君をやっぱり守りたい-2
俺の目の前に、ゴツゴツと筋肉質のたくましい腕がニュッと現れた。
その腕は俺より早く男の首根っこを掴み上げ、芽衣子の身体からそいつを引き剥がすと、そのまま後方へと引きずり出した。
「あ……」
芽衣子はそう声を漏らし、ぶわっと涙を溢れさせて薄暗い街灯に映るシルエットを見上げた。

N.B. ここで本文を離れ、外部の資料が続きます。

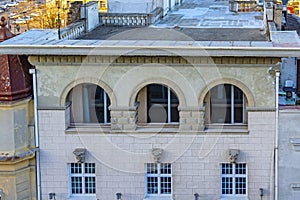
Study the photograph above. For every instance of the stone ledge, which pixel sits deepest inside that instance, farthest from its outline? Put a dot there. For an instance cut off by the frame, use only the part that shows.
(296, 143)
(4, 157)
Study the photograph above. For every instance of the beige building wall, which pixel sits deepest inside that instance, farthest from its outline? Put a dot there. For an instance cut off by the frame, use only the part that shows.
(17, 163)
(121, 153)
(289, 143)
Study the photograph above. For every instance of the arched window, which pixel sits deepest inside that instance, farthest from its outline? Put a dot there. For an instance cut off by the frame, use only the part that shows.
(89, 104)
(225, 104)
(158, 104)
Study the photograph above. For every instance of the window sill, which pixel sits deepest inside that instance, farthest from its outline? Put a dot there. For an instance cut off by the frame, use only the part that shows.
(158, 198)
(227, 128)
(158, 127)
(88, 128)
(234, 198)
(82, 198)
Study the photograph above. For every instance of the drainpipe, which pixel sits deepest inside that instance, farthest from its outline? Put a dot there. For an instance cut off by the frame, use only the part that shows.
(277, 74)
(36, 133)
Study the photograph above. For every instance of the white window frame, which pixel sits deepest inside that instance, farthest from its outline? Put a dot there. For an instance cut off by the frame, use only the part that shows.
(158, 175)
(81, 175)
(234, 176)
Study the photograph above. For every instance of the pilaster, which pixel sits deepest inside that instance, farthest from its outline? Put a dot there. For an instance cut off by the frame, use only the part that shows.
(191, 118)
(123, 118)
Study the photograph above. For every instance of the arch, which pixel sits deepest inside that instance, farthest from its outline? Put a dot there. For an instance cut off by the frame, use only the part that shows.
(166, 82)
(248, 94)
(101, 84)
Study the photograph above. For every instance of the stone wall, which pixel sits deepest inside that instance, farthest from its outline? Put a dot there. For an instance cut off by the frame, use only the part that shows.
(121, 149)
(288, 163)
(293, 23)
(120, 157)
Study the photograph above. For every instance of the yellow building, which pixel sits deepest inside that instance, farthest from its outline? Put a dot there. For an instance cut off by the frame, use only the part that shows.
(17, 147)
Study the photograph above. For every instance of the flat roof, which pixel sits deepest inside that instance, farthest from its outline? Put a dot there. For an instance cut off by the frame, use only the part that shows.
(175, 34)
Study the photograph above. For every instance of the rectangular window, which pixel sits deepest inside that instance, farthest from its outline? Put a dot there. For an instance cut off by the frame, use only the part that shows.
(233, 179)
(82, 179)
(158, 179)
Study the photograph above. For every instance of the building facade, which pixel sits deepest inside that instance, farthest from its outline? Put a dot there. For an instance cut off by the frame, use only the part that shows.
(131, 115)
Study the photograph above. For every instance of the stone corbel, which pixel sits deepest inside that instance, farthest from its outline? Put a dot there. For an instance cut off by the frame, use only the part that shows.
(233, 155)
(157, 154)
(80, 154)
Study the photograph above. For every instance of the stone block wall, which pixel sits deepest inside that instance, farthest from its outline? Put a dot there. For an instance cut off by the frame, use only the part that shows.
(293, 23)
(120, 157)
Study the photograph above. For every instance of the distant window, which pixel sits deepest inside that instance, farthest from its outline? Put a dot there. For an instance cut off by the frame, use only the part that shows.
(82, 179)
(233, 179)
(158, 179)
(89, 104)
(226, 104)
(158, 104)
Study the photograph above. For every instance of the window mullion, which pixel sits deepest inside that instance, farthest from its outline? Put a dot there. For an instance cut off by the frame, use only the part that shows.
(105, 107)
(158, 179)
(169, 105)
(232, 104)
(86, 111)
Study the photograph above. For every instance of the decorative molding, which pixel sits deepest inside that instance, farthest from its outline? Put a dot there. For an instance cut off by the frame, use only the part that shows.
(80, 154)
(172, 60)
(18, 155)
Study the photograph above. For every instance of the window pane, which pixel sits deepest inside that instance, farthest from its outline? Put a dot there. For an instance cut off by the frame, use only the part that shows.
(165, 168)
(157, 104)
(152, 185)
(226, 185)
(151, 168)
(90, 185)
(240, 168)
(89, 168)
(174, 108)
(76, 183)
(238, 105)
(220, 102)
(226, 168)
(76, 168)
(240, 185)
(165, 185)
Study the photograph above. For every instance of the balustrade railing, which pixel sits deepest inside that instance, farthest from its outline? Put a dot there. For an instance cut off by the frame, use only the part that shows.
(131, 19)
(73, 31)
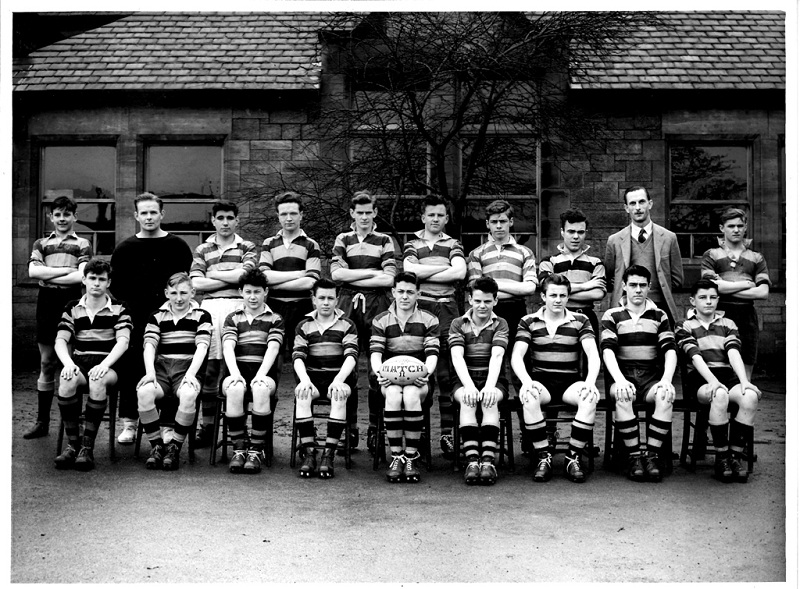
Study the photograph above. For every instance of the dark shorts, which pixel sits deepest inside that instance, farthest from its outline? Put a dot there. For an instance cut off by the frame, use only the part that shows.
(49, 308)
(746, 320)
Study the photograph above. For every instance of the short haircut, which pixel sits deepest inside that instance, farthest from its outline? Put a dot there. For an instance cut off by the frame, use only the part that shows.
(253, 277)
(703, 284)
(634, 189)
(498, 207)
(636, 270)
(178, 278)
(555, 280)
(573, 216)
(732, 213)
(147, 196)
(324, 283)
(224, 205)
(484, 284)
(97, 266)
(406, 277)
(433, 200)
(362, 197)
(288, 198)
(64, 202)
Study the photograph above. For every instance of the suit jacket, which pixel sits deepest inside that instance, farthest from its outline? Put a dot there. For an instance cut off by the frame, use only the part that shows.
(668, 264)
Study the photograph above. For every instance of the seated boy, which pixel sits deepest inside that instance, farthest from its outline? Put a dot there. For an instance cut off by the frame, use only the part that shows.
(176, 340)
(251, 341)
(404, 329)
(477, 343)
(325, 357)
(718, 376)
(556, 338)
(99, 330)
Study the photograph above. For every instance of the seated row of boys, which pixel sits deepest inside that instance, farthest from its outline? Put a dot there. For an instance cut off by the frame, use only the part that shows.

つられるように、俺も芽衣子の視線の先を追うと、自然と口から
「久留米……」
と声が漏れた。
久留米は多分走って来たのだろう、肩で息をしていた。
奴は、その荒い呼吸もお構いなしに、今度は男の襟刳りを掴んでその身体を立たせると、思いっきり顔面に拳を突き立てた。
男の身体は軽々と吹っ飛ばされ、塀へと激突した。
「てめえ……何やってんだ……」
久留米の声は怒りで震えていた。
そして奴は顔面ストレートを決めたにも関わらず、怒りはなおも治まらないようで、さらに倒れ込んだ男の元へと歩みを進めていった。
「くっ、来るな!」
男は涙目になりながら、流れる鼻血を左手で抑え、もう片方の手で握ったバタフライナイフをやたらめったらに振り回して威嚇していた。